The city and its surrounding towns are sufficiently upscale that finding affordable housing is a real problem. "It is a challenge," says Degginger, the mayor. The city has historically participated in a local affordable housing coalition, but clearly more must be done. "One place we're looking is in the Bel-Red area, which is going from light industrial to a mixed-use land pattern."
He's talking about the Spring District, initially a 36-acre urban village that will include nearly 1,000 residences clustered around green spaces and a soccer field. Six- to 12-story buildings will house 3 million square feet of office space. Wright Runstad bought the old Safeway warehouse property last year and hopes to start construction next year. "That is a fabulous example of a project that's not going to be complete until 20 to 30 years out," says Betty Nokes, pres- ident of the Bellevue Chamber of Commerce.
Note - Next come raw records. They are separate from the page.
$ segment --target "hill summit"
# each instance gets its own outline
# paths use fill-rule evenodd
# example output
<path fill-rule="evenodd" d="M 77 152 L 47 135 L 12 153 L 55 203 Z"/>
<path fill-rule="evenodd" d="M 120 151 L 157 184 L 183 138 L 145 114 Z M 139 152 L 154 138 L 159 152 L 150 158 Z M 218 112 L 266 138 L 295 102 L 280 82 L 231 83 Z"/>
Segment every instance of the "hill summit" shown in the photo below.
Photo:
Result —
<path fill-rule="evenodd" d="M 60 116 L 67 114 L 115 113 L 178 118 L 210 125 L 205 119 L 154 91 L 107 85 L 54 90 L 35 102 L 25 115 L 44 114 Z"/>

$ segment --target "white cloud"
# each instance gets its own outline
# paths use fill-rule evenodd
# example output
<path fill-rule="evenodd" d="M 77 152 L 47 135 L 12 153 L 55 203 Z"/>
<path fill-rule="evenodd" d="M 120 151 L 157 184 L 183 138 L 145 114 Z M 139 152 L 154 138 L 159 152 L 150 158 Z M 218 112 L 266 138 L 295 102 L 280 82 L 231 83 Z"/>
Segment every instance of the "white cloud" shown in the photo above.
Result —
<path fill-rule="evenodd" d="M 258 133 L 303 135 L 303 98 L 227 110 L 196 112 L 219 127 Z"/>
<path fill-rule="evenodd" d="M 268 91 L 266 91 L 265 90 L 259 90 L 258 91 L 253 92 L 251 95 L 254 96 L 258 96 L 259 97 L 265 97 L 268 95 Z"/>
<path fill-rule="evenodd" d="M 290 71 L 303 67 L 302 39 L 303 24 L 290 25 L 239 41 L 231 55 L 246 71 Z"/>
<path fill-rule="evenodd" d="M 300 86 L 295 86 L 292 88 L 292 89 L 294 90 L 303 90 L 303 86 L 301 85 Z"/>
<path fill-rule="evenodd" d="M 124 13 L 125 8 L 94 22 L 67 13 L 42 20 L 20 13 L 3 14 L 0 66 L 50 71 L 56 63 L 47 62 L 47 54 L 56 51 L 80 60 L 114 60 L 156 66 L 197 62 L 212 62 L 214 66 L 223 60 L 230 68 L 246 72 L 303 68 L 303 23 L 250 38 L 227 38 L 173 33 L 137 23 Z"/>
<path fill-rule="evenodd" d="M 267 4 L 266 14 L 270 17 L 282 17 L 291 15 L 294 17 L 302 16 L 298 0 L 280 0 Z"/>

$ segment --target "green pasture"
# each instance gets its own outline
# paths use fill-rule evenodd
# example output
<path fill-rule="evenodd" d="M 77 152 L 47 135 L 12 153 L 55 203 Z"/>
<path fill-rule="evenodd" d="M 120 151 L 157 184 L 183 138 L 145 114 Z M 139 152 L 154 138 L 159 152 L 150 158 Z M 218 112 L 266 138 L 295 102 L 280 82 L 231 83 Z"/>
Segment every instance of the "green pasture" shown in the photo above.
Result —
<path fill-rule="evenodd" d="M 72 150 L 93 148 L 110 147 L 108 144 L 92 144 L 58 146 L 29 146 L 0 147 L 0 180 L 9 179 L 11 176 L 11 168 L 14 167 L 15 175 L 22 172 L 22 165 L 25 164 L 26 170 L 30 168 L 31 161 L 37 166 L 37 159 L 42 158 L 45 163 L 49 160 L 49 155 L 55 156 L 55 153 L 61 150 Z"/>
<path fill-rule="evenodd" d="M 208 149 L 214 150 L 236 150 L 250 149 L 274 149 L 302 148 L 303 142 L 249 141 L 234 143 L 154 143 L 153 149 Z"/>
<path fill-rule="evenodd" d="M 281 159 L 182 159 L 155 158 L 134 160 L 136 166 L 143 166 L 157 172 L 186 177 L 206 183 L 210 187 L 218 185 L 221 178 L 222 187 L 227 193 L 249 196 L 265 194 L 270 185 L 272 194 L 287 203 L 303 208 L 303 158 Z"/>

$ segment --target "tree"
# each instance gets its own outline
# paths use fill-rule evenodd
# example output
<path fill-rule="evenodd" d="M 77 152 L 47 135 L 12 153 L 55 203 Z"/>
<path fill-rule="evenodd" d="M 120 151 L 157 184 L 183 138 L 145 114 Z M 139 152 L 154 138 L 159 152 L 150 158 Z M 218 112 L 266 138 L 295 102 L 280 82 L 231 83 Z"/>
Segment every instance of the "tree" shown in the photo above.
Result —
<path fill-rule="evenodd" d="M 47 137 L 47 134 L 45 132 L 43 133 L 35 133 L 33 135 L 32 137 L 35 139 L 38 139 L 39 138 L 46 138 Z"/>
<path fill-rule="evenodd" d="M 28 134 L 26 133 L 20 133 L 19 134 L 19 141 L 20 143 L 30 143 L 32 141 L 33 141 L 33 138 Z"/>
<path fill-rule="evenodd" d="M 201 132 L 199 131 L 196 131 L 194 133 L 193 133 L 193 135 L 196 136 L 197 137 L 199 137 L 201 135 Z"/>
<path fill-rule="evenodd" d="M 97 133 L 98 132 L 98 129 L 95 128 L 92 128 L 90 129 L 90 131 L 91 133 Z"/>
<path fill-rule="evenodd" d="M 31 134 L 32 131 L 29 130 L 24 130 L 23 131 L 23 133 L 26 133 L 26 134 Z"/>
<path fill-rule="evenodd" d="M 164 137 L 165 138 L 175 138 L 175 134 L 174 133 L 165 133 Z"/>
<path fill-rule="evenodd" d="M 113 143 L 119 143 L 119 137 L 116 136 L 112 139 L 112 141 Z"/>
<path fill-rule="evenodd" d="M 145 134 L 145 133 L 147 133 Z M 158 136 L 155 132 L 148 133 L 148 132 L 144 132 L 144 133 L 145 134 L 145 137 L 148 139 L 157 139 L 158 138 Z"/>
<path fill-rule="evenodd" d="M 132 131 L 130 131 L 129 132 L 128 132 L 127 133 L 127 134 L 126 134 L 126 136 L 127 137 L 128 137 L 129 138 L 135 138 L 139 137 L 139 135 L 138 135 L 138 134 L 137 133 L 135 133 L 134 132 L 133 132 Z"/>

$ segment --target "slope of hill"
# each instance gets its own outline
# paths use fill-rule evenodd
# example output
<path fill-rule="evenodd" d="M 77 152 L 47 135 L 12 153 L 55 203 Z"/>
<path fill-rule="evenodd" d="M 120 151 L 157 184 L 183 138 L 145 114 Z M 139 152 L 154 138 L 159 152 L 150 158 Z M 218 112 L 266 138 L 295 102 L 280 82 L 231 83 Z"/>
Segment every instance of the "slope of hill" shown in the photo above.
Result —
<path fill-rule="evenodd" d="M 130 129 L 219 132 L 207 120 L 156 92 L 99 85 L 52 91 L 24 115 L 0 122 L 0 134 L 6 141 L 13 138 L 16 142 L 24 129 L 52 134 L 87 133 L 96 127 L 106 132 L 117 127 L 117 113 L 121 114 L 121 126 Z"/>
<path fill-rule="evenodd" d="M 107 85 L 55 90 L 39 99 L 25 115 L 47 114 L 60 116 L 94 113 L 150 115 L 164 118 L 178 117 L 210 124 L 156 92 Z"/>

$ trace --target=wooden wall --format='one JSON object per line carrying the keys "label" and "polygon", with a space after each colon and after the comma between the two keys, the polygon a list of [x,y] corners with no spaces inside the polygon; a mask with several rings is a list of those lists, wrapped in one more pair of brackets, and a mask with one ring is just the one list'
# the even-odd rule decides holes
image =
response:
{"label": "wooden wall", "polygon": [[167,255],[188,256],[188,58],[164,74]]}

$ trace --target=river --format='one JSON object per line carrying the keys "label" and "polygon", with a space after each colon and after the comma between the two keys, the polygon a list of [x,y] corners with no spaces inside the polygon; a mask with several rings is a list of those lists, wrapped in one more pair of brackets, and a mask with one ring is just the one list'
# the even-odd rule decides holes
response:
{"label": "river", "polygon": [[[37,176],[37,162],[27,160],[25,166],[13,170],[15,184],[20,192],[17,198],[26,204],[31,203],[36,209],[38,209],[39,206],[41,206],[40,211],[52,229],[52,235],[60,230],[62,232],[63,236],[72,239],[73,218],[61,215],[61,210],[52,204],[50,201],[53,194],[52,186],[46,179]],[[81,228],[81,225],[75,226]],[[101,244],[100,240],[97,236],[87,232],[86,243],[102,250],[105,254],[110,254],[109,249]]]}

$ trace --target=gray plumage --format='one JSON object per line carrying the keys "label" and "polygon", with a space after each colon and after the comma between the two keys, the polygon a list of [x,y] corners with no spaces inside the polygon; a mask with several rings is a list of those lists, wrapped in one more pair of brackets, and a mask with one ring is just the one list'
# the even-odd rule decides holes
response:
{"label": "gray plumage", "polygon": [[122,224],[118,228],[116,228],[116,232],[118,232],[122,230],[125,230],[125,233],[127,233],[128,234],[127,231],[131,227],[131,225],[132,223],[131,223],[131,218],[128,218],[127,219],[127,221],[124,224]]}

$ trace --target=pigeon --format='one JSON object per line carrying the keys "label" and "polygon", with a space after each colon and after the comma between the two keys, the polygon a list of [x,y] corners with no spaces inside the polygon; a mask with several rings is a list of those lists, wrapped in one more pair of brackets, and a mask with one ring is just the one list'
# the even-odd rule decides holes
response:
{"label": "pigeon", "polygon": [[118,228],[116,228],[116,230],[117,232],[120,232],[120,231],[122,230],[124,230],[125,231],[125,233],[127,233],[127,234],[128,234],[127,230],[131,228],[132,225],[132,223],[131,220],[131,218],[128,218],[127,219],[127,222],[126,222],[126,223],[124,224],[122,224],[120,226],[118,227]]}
Additional housing has been discussed for the Crossroads Mall area and is a major piece in the redevelopment of Factoria Mall. Besides adding 151,000 square feet of retail space, Kimco Realty is partnering to build over 400 apartments just southwest of the mall. "Even though the CBD is going gangbusters, it's really the surrounding neighborhoods that are going to grow," says Kimco's Brown. "They are now turning internal. Shopping in the neighborhood, going to restaurants there. That's why the residential units on our site are so important."
The single biggest challenge the city faces, though, is hardly unique to Bellevue. It's gridlock. Even at close-to-peak times, it can take an hour or more to commute to or from the east side of the lake. "You've got to be able to get to Bellevue, and you've got to be able to move around," says Rowe.
For its part, the city is interested in making it easier to get in and out of downtown and across Interstate 405, which divides the business district from many of the proposed new developments east of the freeway. It's now punching Northeast 10th Street across I-405 from downtown to the Overlake Hospital medical complex, which is partnering with Group Health to expand services in a medical district that will also include Children's Hospital.
Getting across Lake Washington is another story. After decades of gridlock, the state may have finally brokered a six-lane replacement for the aging four-lane State Route 520 bridge. "This design I think will be successful," says Degginger, who participated in the talks. "That corridor is one of two main ways of linking the critical components of the Puget Sound economy. We have to fix it before we have a catastrophe on our hands."
Mike Ullmann is a freelance writer based in Seattle.